何事もなく平和な日常が送れていて、それでいて楓くんと過ごす学校生活は徐々に楽しいものになってきて、気付けば放課後になった。

「今日、俺、シフト入っているから先帰るな。終わったら連絡する」

帰る準備をしているところに、楓くんが声をかけてくれた。

楓くんと連絡先を交換して以来、彼とのやりとりはずっと続いている。

私は楓くんに向かって“分かった”と頷いた。

「じゃあ、小春、また明日な」

手を振る楓くんに対して、私はまた首をコクリとする。

今のは、“また明日”と楓くんに伝えた。

楓くんのバイト先は喫茶店。

店の名前を聞いてみると知っているところだったけど、私はまだ行ったことのないお店だった。

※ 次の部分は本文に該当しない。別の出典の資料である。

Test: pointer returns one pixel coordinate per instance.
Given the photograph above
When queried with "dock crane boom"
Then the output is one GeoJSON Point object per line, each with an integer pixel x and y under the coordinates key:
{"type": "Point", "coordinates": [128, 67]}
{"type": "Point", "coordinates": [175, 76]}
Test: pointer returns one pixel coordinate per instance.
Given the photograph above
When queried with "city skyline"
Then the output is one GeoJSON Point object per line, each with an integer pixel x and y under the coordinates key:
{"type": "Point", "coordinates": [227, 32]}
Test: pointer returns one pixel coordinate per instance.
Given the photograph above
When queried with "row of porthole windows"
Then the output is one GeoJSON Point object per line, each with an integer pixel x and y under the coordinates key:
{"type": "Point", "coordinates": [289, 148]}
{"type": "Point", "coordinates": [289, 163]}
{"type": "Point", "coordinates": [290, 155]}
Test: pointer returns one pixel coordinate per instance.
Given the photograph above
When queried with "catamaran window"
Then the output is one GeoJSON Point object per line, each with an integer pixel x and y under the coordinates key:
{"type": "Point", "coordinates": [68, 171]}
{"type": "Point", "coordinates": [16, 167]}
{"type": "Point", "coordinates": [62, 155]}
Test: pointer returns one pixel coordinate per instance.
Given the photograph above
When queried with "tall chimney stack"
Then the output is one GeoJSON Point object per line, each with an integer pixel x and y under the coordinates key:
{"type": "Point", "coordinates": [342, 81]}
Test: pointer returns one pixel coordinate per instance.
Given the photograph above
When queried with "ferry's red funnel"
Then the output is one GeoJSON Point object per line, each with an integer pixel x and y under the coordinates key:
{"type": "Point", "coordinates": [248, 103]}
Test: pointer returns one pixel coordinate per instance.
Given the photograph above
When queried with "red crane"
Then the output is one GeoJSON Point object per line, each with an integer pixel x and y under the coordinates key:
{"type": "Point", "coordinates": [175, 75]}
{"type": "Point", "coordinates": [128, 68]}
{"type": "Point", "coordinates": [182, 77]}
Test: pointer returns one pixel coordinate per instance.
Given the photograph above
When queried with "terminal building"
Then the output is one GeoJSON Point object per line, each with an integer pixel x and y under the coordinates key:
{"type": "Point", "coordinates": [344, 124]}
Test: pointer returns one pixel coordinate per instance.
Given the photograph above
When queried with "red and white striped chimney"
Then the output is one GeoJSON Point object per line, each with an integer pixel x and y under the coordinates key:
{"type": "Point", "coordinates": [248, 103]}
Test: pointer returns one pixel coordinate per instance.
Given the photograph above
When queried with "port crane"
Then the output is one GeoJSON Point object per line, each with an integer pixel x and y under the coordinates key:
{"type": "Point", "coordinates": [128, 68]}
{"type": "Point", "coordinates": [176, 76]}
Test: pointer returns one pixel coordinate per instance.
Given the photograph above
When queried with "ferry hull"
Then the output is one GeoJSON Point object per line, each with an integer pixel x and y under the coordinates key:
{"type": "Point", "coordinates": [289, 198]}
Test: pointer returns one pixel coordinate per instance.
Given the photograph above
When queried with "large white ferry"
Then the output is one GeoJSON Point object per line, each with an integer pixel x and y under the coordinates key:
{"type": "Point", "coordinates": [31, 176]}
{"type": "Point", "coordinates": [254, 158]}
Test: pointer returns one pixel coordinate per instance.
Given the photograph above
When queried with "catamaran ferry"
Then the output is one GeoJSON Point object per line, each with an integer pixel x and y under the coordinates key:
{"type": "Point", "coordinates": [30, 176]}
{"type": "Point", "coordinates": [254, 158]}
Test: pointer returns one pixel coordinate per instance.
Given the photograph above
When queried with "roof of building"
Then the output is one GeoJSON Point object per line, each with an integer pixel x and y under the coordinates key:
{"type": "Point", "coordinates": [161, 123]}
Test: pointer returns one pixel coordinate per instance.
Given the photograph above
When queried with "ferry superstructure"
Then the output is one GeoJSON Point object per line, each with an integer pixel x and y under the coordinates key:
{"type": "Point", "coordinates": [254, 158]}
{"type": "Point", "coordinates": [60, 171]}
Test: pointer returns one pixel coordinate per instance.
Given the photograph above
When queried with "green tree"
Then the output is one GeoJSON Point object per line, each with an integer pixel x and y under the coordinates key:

初めての人はあまり来なくて、常連客がほとんどらしい。

主にコーヒーなどを扱うお店だけど、デザートもあるみたいだからいつか食べに行ってみたい。

そう思いながら、1人ゆっくり帰りの支度をしているところに、担任の難波(なんば)悟(さとる)先生がやって来た。

「星乃、勇気もって喋ってみたら?」

その言葉に、動作がピタリと止まってしまう。

私が場面緘黙症であることは、一部の先生方には伝えてある。

もちろん、担任の難波先生にも。

だけど、なんだかいまいち理解がないような気がする。